The heap sort is the slowest of the O(n log n) sorting algorithms, but unlike the merge and quick sorts it doesn’t require massive recursion or multiple arrays to work. This makes it the most attractive option for very large data sets of millions of items. You can compare performance of All Sorting Algorithms to see which sort algorithm is the best.

For mobile map application, we suggest you choose heap sort because this algorithm does not require much memory like merge and quick sorts.

The heap sort works as it name suggests - it begins by building a heap out of the data set, and then removing the largest item and placing it at the end of the sorted array. After removing the largest item, it reconstructs the heap and removes the largest remaining item and places it in the next open position from the end of the sorted array. This is repeated until there are no items left in the heap and the sorted array is full. Elementary implementations require two arrays - one to hold the heap and the other to hold the sorted elements.

To do an in-place sort and save the space the second array would require, the algorithm below “cheats” by using the same array to store both the heap and the sorted array.
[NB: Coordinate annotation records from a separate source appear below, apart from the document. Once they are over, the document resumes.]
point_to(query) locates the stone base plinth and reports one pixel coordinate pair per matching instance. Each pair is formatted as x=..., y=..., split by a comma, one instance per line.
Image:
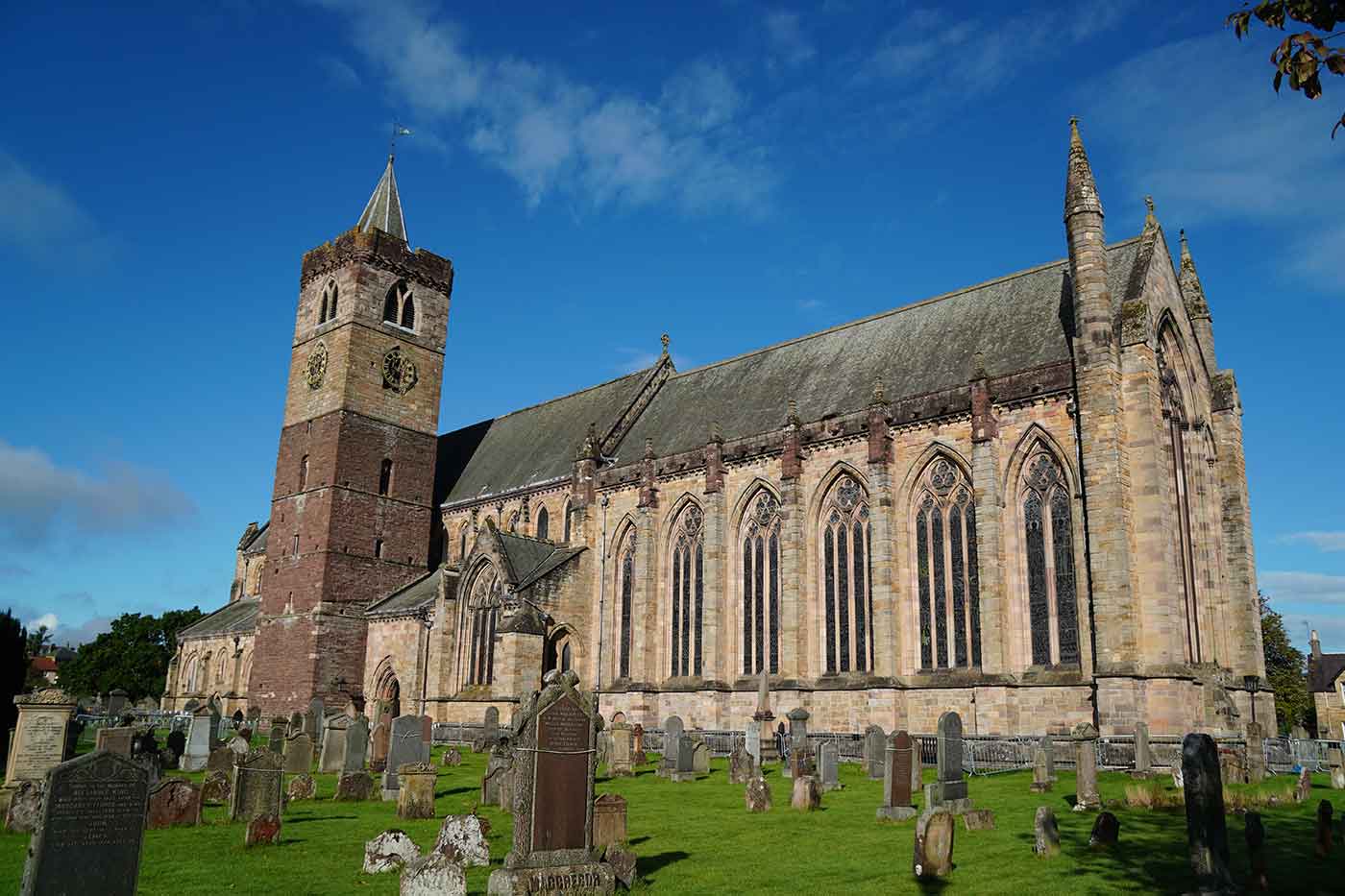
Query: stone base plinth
x=561, y=880
x=897, y=812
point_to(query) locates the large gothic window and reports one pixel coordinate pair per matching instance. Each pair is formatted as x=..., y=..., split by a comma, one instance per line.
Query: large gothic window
x=1048, y=537
x=479, y=621
x=688, y=591
x=625, y=588
x=945, y=568
x=847, y=607
x=760, y=540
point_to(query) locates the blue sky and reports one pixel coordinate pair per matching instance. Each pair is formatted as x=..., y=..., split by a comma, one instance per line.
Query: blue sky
x=733, y=174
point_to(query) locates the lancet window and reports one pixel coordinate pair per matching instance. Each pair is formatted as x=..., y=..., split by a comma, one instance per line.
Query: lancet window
x=947, y=583
x=847, y=606
x=760, y=540
x=688, y=553
x=1048, y=537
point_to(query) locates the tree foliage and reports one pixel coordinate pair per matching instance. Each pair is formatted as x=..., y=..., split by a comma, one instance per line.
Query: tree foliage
x=134, y=655
x=1286, y=673
x=1300, y=57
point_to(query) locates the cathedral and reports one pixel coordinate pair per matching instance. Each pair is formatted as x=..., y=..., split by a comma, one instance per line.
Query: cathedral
x=1024, y=500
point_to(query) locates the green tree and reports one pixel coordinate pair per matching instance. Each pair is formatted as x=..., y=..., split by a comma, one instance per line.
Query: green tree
x=1286, y=673
x=1300, y=57
x=134, y=655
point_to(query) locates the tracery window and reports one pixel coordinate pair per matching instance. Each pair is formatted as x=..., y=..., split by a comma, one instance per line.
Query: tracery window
x=479, y=626
x=760, y=540
x=1048, y=537
x=945, y=568
x=847, y=604
x=688, y=591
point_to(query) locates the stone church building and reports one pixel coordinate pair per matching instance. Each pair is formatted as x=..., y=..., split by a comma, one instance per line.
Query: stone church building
x=1024, y=500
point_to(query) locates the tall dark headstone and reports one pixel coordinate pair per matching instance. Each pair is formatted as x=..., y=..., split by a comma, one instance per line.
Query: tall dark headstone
x=555, y=739
x=1207, y=833
x=93, y=824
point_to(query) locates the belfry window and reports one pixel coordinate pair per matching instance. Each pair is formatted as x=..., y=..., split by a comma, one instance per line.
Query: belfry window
x=947, y=587
x=847, y=606
x=760, y=540
x=688, y=553
x=1048, y=537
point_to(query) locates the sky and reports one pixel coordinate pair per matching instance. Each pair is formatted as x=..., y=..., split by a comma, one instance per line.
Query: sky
x=733, y=174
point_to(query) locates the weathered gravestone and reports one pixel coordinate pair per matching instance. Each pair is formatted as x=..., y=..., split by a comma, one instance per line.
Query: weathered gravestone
x=1207, y=833
x=898, y=755
x=174, y=802
x=874, y=752
x=950, y=791
x=1086, y=767
x=299, y=754
x=39, y=736
x=114, y=740
x=404, y=747
x=93, y=824
x=256, y=786
x=934, y=844
x=555, y=734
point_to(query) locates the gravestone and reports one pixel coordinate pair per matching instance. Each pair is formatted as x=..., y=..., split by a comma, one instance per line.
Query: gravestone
x=874, y=752
x=299, y=754
x=608, y=821
x=555, y=734
x=40, y=735
x=256, y=786
x=93, y=824
x=356, y=744
x=114, y=740
x=829, y=761
x=898, y=754
x=404, y=747
x=1086, y=767
x=672, y=729
x=934, y=844
x=950, y=791
x=1207, y=833
x=1143, y=758
x=198, y=741
x=174, y=804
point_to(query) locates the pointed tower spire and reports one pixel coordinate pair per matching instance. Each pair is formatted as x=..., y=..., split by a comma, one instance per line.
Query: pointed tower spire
x=385, y=207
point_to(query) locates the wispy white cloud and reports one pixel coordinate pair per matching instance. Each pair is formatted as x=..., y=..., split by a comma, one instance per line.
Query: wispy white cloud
x=36, y=493
x=553, y=133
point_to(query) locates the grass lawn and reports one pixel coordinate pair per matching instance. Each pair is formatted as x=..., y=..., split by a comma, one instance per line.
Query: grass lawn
x=697, y=838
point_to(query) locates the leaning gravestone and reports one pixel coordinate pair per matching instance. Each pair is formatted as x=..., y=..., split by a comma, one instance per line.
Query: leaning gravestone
x=1207, y=832
x=256, y=786
x=555, y=734
x=896, y=778
x=405, y=747
x=93, y=824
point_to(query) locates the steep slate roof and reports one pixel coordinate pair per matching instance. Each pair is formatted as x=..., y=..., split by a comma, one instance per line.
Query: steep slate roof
x=530, y=446
x=238, y=617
Whenever an item is removed from the heap, it frees up a space at the end of the array that the removed item can be placed in.

Pros: In-place and non-recursive, making it a good choice for extremely large data sets.
Cons: Slower than the merge and quick sorts.

Empirical Analysis

Heap Sort Efficiency

As mentioned above, the heap sort is slower than the merge and quick sorts but doesn’t use multiple arrays or massive recursion like they do. This makes it a good choice for really large sets, but most modern computers have enough memory and processing power to handle the faster sorts unless over a million items are being sorted.

The “million item rule” is just a rule of thumb for common applications - high-end servers and workstations can probably safely handle sorting tens of millions of items with the quick or merge sorts. But if you’re working on a common user-level application, there’s always going to be some yahoo who tries to run it on junk machine older than the programmer who wrote it, so better safe than sorry.

Source Code
Below is the basic heap sort algorithm. The siftDown() function builds and reconstructs the heap.

void heapSort(int numbers[], int array_size)
{
  int i, temp;

  for (i = (array_size / 2)-1; i >= 0; i--)
    siftDown(numbers, i, array_size);

  for (i = array_size-1; i >= 1; i--)
  {
    temp = numbers[0];
    numbers[0] = numbers[i];
    numbers[i] = temp;
    siftDown(numbers, 0, i-1);
  }
}

void siftDown(int numbers[], int root, int bottom)
{
  int done, maxChild, temp;

  done = 0;
  while ((root*2 <= bottom) && (!done))
  {
    if (root*2 == bottom)
      maxChild = root * 2;
    else if (numbers[root * 2] > numbers[root * 2 + 1])
      maxChild = root * 2;
    else
      maxChild = root * 2 + 1;

    if (numbers[root] < numbers[maxChild])
    {
      temp = numbers[root];
      numbers[root] = numbers[maxChild];
      numbers[maxChild] = temp;
      root = maxChild;
    }
    else
      done = 1;
  }
}